You know, I'm debating whether to post this because I don't think my voice will be heard amidst all the mud-slinging....
The average person who looks on forests as a renewable resources has NO IDEA, NO CONCEPT of what clear-cutting does to the forest ecosystem, especially the soil. While visiting B.C., I saw clear-cutting being done on mountainsides. The next rain that comes along...and B.C. gets LOTS of rain!....is going to wash that soil into the nearest stream, and that will be it as far as forest regerneration goes for a very, very long time. Trees can't grown on bare rock!
Friends of ours live in Lorne Park, just east of Toronto. The forest in their particular subdivision has NEVER been cut. They have trillums popping up out of their lawn!! I asked for permission to take some trilliums home, and our hosts said 'yes'. Well, those trilliums weren't growing in soil so much as they were growing in a natural sponge made up of root fibers. Cutting it with a spade was very, very difficult. I felt like I was cutting a chunk of living flesh out of the forest floor.
After I got that trillium out, and replanted it at home, I had to move it the next spring, because larger plants were crowding it out. That fibrous chunk of roots was still there, providing a framework to help anchor the plant in the soil.
This natural sponge has many crucial functions. The most important is to absorb water, and allow it to percolate slowly through the soil, instead of flowing quickly into the nearest stream. This is vital for many reasons: it prevents erosion, it allows for more constant water levels in the streams, thus improving the environment for fish and for recreational activities.
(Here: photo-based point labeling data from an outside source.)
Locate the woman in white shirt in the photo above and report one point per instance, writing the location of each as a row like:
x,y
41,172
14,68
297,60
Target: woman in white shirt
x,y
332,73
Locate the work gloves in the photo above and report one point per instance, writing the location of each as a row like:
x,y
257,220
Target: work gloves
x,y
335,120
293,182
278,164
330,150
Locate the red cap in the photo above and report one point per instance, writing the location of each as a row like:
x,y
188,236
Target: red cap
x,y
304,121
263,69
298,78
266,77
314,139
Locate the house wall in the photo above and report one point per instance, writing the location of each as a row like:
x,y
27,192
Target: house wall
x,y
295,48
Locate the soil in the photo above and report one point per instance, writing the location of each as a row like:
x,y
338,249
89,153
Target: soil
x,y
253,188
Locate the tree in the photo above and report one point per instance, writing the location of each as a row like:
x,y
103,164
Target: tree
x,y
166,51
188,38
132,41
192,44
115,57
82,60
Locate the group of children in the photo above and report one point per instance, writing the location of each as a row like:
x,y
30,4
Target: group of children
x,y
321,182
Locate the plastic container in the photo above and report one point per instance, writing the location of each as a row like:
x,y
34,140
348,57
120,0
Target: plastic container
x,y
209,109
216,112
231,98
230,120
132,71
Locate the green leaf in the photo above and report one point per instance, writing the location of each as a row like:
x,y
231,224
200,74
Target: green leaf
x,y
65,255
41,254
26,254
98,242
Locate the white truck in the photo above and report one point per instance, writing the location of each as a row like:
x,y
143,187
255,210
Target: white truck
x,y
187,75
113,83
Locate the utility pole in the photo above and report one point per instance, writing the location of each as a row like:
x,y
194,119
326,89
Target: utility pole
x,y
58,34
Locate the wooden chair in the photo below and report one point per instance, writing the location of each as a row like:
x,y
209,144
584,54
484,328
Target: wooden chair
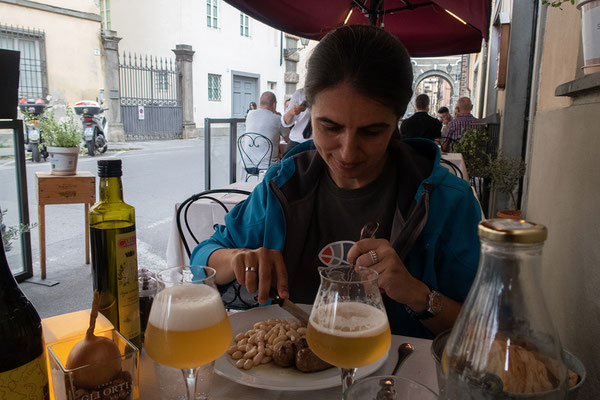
x,y
235,297
256,151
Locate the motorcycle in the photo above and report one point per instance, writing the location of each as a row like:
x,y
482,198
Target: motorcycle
x,y
33,110
94,125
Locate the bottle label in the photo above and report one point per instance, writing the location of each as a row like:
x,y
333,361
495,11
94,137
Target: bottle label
x,y
29,381
127,285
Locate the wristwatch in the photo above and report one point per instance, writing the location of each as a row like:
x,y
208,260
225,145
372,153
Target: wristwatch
x,y
434,307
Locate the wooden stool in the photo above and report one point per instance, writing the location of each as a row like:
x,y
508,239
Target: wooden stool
x,y
71,189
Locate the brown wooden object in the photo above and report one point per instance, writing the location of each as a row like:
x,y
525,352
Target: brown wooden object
x,y
72,189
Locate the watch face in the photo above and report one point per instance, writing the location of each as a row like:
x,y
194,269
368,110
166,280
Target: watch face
x,y
434,303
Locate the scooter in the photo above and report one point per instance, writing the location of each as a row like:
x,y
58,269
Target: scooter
x,y
33,109
94,125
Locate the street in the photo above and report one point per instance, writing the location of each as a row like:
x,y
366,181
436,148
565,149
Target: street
x,y
156,175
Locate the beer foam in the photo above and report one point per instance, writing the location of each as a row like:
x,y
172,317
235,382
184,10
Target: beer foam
x,y
352,319
186,308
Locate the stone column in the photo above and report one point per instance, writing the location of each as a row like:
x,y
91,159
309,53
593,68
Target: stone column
x,y
110,43
184,56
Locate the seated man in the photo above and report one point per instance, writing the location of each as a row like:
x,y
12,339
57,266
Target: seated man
x,y
265,121
421,124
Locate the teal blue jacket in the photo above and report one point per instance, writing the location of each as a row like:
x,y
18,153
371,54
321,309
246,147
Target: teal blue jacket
x,y
437,241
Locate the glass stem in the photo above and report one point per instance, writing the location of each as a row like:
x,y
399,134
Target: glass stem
x,y
347,378
189,375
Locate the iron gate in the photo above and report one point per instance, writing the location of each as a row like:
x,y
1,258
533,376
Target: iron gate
x,y
150,98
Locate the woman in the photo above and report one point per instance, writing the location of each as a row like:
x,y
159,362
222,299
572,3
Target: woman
x,y
310,208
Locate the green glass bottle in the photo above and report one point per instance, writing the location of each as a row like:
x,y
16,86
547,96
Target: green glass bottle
x,y
114,253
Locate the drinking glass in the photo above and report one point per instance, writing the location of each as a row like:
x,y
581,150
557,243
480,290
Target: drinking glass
x,y
188,326
348,326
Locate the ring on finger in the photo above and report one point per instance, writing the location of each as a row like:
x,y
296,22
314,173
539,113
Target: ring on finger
x,y
374,258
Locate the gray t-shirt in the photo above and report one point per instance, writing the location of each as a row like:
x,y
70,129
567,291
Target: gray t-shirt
x,y
338,218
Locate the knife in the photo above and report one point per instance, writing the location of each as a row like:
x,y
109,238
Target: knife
x,y
290,307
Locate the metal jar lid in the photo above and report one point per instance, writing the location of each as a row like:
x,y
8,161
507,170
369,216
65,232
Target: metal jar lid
x,y
512,231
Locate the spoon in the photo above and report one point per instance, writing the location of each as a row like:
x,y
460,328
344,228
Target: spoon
x,y
404,351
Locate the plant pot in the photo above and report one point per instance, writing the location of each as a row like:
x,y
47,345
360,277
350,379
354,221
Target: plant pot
x,y
509,214
63,160
590,34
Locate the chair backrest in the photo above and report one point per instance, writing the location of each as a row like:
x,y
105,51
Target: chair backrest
x,y
235,297
452,167
256,151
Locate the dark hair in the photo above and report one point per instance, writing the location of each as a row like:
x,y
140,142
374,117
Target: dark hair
x,y
421,102
369,59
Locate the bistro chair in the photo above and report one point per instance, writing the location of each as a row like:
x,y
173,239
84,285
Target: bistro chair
x,y
235,297
451,167
256,151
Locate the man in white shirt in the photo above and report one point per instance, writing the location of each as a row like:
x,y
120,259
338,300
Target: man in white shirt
x,y
266,122
297,116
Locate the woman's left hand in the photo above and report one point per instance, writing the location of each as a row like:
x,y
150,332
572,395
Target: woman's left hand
x,y
394,278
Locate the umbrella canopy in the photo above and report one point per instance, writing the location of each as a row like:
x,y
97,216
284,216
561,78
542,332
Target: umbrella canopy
x,y
427,28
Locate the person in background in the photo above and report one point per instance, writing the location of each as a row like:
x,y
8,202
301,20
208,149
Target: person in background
x,y
463,121
445,118
421,124
310,208
266,122
251,106
297,118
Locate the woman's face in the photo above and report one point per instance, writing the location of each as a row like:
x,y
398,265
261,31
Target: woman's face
x,y
351,133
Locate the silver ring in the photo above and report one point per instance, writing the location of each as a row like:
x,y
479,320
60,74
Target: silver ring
x,y
374,257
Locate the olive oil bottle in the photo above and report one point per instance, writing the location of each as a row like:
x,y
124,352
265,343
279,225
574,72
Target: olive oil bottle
x,y
114,253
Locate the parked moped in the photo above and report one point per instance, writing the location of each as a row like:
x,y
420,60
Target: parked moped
x,y
33,110
94,125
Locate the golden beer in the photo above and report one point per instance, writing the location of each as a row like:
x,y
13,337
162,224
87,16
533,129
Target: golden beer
x,y
350,335
188,326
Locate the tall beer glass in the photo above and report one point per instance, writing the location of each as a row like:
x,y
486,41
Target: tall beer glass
x,y
188,326
348,326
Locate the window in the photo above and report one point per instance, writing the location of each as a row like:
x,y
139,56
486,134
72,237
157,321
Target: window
x,y
31,44
105,13
244,24
212,13
214,87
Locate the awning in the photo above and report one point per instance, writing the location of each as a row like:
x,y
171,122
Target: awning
x,y
428,28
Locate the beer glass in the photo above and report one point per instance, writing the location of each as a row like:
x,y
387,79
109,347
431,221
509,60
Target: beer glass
x,y
188,326
348,326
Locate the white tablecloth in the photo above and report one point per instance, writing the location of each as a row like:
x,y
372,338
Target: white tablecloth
x,y
202,216
456,159
419,367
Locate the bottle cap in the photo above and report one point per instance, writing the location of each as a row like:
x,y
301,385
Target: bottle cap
x,y
512,231
109,168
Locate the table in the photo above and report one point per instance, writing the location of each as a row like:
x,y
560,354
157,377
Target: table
x,y
456,159
69,189
203,215
419,367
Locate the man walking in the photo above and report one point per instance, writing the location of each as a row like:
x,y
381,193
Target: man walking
x,y
463,121
421,124
265,121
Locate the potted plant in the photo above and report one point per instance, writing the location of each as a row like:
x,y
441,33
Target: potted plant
x,y
505,173
62,138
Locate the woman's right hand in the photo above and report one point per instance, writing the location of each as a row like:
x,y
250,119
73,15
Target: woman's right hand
x,y
259,269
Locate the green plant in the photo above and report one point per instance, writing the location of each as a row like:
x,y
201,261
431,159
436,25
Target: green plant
x,y
11,233
60,133
472,145
505,172
556,3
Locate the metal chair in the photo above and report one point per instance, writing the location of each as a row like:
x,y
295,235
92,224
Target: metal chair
x,y
452,167
235,297
256,151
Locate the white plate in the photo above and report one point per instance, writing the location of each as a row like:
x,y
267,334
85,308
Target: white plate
x,y
270,376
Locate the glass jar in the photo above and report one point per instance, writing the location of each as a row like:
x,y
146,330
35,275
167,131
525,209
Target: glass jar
x,y
503,344
148,287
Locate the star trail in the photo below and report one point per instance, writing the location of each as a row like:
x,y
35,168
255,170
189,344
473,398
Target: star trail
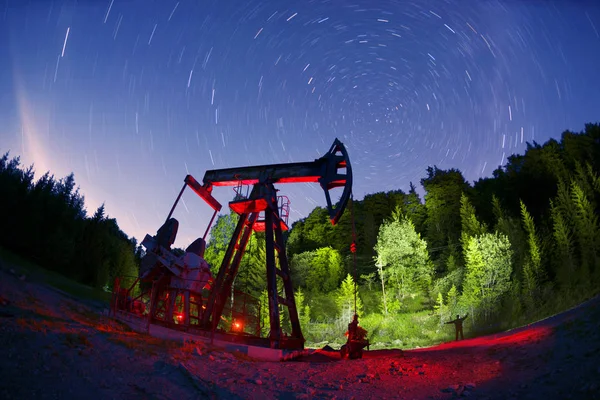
x,y
133,95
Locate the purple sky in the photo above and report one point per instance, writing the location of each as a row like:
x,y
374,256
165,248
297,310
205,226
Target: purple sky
x,y
132,95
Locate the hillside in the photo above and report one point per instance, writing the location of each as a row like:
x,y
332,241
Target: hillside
x,y
58,346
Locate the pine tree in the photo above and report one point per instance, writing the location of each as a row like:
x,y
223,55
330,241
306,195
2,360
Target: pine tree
x,y
587,232
440,308
469,223
452,303
345,299
532,273
562,238
488,270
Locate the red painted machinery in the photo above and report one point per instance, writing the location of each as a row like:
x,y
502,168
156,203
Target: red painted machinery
x,y
184,295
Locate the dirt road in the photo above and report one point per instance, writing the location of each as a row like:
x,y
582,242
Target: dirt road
x,y
53,346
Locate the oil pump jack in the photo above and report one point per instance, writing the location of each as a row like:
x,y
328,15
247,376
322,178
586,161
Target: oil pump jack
x,y
188,276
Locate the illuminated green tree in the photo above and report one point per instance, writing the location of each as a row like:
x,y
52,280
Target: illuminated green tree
x,y
532,268
403,257
345,299
488,271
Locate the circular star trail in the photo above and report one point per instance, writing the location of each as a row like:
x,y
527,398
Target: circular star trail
x,y
133,95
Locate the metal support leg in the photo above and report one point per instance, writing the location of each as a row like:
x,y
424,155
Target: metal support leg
x,y
275,331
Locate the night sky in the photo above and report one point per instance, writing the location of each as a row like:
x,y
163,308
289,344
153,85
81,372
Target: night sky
x,y
133,95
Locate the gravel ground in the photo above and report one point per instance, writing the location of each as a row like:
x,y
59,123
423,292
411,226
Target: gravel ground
x,y
53,346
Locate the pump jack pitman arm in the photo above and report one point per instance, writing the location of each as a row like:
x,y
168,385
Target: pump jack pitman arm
x,y
324,170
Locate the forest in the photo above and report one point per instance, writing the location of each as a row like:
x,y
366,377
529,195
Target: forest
x,y
507,250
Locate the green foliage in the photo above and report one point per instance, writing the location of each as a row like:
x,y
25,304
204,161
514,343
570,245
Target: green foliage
x,y
564,247
440,307
48,225
469,223
403,257
320,270
532,273
442,202
453,301
303,309
345,299
534,262
488,271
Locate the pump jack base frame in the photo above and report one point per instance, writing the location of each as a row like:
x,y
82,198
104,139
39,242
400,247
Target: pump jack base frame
x,y
253,347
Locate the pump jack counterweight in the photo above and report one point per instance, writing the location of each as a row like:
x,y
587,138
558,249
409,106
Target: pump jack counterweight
x,y
189,276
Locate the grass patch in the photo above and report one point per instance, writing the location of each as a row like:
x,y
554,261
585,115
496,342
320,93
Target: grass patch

Many large rivers that were once navigable by small watercraft are no longer useable due to the drop in water levels. Some of this is due to removal of water for irrigation, but a lot is due to the rapid runoff that happens after a rainstorm, because so much of the forest has been cut and paved over.
The forest soil does regenerate to a certain extent, aas the new forest grows, but after that experience I had in Lorne Park, I now realize it would take many centuries to return to what it once was.